I’m working a bunch of local stations with the little Vibroplex Code Mite Key. It’s taking some patience to keep my speed down, and keep correct spacing at this speed, but also quite satisfying to hear slow code again and carry on actual conversations with hams.
I’ve been hanging around the 7.055 MHz SKCC frequency.
I was surprised to work a new station in Cuba last night. I’ve made at least twenty contacts on this island previously, but this was my first “CL” contact. I was happy to work CL8CF in Baracoa, Guantanamo Cuba. The previous contacts have always been on 20-17- or 30 meters. I worked this station on 40 meters!
Apparently, this is a new band which is open to a new generation of hams in Cuba and they’re limited to 10 watts of power.

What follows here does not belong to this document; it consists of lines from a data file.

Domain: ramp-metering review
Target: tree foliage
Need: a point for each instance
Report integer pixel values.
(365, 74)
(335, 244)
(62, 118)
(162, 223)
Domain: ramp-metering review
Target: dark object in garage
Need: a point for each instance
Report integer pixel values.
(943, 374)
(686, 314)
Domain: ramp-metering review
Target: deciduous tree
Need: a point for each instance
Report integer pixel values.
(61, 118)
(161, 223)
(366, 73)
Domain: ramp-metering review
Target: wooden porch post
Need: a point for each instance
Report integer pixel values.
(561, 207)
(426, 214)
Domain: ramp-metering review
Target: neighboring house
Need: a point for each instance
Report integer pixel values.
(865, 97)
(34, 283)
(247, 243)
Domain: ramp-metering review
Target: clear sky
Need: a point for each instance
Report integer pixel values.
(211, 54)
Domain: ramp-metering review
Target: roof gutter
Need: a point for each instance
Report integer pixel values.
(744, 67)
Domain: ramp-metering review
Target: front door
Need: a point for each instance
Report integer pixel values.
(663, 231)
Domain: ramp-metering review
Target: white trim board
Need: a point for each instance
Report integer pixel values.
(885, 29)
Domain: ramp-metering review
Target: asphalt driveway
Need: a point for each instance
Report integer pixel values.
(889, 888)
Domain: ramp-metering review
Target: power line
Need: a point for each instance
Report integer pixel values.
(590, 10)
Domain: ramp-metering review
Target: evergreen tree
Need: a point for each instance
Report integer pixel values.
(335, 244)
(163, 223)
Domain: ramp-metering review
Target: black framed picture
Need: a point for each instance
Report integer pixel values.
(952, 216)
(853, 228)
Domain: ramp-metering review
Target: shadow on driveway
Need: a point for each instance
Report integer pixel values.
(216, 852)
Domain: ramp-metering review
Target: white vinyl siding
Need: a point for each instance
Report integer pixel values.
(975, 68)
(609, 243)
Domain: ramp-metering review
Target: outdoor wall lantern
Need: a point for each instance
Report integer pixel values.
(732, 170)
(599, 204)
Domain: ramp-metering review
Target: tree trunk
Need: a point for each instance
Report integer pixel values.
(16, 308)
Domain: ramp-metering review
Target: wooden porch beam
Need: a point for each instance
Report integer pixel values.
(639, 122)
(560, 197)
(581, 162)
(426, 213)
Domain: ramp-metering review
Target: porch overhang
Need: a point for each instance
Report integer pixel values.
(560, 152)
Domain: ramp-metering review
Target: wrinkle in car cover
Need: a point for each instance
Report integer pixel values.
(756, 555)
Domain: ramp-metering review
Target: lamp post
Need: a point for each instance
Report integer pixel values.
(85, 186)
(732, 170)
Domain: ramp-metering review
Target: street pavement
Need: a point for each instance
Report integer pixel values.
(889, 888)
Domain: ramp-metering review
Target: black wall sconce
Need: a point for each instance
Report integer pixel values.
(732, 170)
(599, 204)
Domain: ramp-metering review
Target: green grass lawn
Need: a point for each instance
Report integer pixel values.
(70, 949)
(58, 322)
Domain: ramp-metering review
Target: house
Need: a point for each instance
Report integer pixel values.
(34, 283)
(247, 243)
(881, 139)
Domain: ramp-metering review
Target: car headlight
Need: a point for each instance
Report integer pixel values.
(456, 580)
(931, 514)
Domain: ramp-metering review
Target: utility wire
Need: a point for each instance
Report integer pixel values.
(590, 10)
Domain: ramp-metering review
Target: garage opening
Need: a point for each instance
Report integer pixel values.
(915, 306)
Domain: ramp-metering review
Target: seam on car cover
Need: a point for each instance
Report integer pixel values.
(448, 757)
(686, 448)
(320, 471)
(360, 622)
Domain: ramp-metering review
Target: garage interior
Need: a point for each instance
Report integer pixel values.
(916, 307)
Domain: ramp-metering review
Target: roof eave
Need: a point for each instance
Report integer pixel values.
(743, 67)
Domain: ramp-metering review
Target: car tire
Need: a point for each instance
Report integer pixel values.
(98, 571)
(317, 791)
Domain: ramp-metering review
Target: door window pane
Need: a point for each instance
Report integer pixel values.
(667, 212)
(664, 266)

I listen to Arnie Coro (CO2KK) on the Short Wave bands and his “DX’ers” program in the winter months. A few years ago, I came close to working him and wrote him about the contact. He mentioned it on his SWL program and I have a recording of it on a cassette tape, but it’s a very poor quality. Although I could hear him, he couldn’t copy my entire call sign.
I like the percussion rhythms of Cuban music and consider all music to be a “universal language”. I chose the above video because of the music.
I can’t find much information on the web about Ham Radio in Cuba; but found the above video and wanted to share it with my readers. I no longer find the call signs of the previous Cubans stations I’ve worked on the normal data bases. I assume those stations are tightly controlled and difficult to retain. The most common call I now hear from there is CO8LY.
The new small “key” is working well. I’ll be hanging around the slower portions of the bands and enjoying QSO’s until the DX bug returns. I’m glad I found this key. I’ll use it in the field because it’s so small and lightweight. Despite it’s small size, it’s functional.